Since I’m trying to promote my editing services a bit more, I thought it might be useful to talk a bit about how I view query editing.
Editing is not the same thing as writing your query for you. *You* have to write it. What I will do is help make sure you’re highlighting what’s exciting and special about your book, which will make agents want to read your manuscript. The rest is up to you.
A good query edit won’t necessarily mean your book sells. A good query edit won’t even guarantee you an agent. You have to write a good book to do that. But if your manuscript’s not getting requests, maybe you need some help crafting a query that stands out and gets to the heart of your novel.
Here’s a free tip, and honestly, what it all comes down to: What’s at stake in this book? Why does it matter that your character gets what he/she/they wants?

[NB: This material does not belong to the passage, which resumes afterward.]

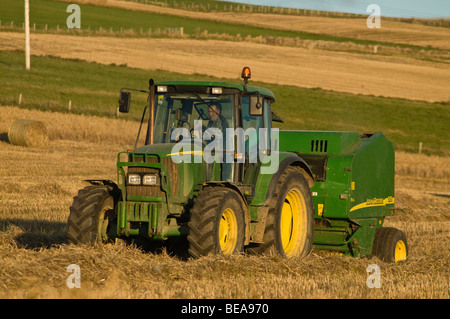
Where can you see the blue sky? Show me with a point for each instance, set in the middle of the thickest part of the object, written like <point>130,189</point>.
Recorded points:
<point>391,8</point>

What happens if they fail? And why will readers care about whether your character succeeds or fails? Specifics are really important here. What makes this book special?

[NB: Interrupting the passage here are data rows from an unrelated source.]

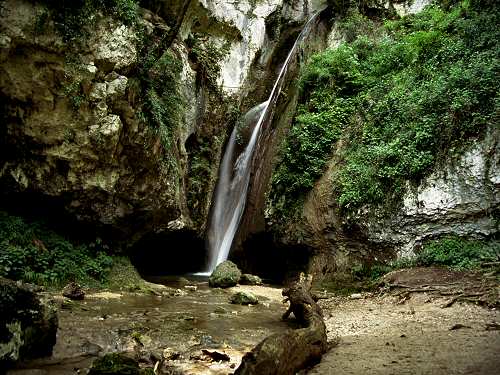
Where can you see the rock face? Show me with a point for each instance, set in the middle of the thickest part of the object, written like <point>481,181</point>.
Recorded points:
<point>244,298</point>
<point>225,275</point>
<point>247,279</point>
<point>28,323</point>
<point>74,127</point>
<point>461,197</point>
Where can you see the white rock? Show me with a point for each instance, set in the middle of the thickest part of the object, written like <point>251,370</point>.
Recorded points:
<point>98,91</point>
<point>117,48</point>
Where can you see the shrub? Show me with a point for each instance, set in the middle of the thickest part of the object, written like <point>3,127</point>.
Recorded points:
<point>33,253</point>
<point>162,107</point>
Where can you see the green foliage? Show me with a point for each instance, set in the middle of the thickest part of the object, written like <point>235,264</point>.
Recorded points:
<point>401,102</point>
<point>35,254</point>
<point>207,55</point>
<point>458,253</point>
<point>75,18</point>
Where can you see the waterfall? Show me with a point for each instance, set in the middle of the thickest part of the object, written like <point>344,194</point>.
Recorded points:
<point>234,172</point>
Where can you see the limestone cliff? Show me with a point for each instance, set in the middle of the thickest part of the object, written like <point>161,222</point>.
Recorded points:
<point>79,121</point>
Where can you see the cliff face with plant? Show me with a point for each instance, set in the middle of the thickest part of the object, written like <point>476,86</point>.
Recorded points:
<point>395,140</point>
<point>116,111</point>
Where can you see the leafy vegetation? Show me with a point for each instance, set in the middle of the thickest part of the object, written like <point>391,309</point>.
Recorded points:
<point>74,18</point>
<point>207,55</point>
<point>401,100</point>
<point>33,253</point>
<point>449,251</point>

I recommend anyone interested in querying to read Janet Reid’s Query Shark blog. It’s an incredible resource for breaking down why a query does or doesn’t work.

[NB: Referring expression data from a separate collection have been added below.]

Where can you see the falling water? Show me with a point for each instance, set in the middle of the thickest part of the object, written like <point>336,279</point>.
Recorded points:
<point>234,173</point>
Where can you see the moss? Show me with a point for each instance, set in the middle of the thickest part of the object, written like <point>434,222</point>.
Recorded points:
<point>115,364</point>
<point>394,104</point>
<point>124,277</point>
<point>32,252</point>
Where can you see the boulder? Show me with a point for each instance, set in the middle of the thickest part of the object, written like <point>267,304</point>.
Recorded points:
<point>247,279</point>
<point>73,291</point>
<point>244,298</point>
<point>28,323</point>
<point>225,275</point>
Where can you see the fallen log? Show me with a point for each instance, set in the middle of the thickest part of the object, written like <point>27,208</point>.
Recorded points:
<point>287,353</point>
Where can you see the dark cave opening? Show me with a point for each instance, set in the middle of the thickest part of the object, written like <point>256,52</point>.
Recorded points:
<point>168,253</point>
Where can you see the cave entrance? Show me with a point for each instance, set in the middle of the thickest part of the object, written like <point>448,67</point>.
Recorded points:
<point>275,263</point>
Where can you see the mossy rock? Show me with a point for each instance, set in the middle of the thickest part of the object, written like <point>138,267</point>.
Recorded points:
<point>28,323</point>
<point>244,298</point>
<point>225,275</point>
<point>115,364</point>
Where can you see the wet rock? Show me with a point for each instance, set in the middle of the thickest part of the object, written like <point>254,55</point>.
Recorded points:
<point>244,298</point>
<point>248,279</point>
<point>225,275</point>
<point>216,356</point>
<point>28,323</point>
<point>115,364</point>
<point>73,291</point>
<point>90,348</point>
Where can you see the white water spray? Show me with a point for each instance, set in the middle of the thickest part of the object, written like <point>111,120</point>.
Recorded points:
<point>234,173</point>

If you hire me to help with your query, I will help you express what you believe is the beating heart of your manuscript – the reason people will read it and love it. Finding the perfect way to state that in a query letter will intrigue agents enough that they will request to read said manuscript. But your job is to make sure you’re delivering what you’re promising in the query. Is what you’re saying matters present in the manuscript itself? Are the stakes there? Is the main character’s journey compelling? That is what will propel your manuscript forward past the initial consideration by agents.